My view is that Europe (and Ireland) is subconciously obsessed with the class structure. The left NEVER was about democracy, it was ALWAYS opposition to the class in power. The left has always worked only to replace the class in power. It is nothing more that who owns, controls or expends wealth and power.
The left has always argued that there are grounds on which the current distribution is wrong/unfair/etc. If they argued on the basis of democracy one day, it is only because that met their needs. Commie leaders lived very well and the party members lived much better than non-party members. They took wealth and power from those who had it - there is nothing else to the philosophy of today's left. Redistribution of wealth to the people of the world always includes subtext which says, "with a percentage off the top going to those of us with the greatest concern for the [.....]." You can put in the [...] any word like, "pandas," "hungry," "AIDS sufferers," "child laborers," "disenfranchized," "needy," ad nauseum.
Is that really to our credit? Other Western nations were able to free their slaves without violence.
Powell said pretty much the same himself this morning to Tony Snow. He seems sincerely baffled by the divide the press fantacizes about between him and the remainder of the Bush administration. His words this morning on Fox were VERY reassuring and will go a long way to stifle the ridiculous lies of the media and stabilize things.
Thank you!
And you can add "What the Kneejerk anti-powell Dramaqueens at FR say he says".
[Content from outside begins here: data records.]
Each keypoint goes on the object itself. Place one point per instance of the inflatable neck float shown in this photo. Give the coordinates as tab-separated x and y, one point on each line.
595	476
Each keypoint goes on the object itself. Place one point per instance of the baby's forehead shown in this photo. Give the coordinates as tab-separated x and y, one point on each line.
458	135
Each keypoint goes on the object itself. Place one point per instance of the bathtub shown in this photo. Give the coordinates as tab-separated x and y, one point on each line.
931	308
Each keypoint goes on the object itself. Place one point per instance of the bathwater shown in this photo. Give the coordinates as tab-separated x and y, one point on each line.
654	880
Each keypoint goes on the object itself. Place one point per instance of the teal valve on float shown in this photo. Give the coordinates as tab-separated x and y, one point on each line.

Powell's job is diplomacy...he is the chief diplomat in this cabinet (Who is a former General and JCS). It is now his "job" to say things in a different manner than the SecDef or the JCS. You'd think some of the nitwits here would see the great coup this is for our country.
Oi...
Nevermind.
You don't see it differently. You see it oddly.
Yep, you read the Europeans correctly, that's exactly why Hitler got as far as he did.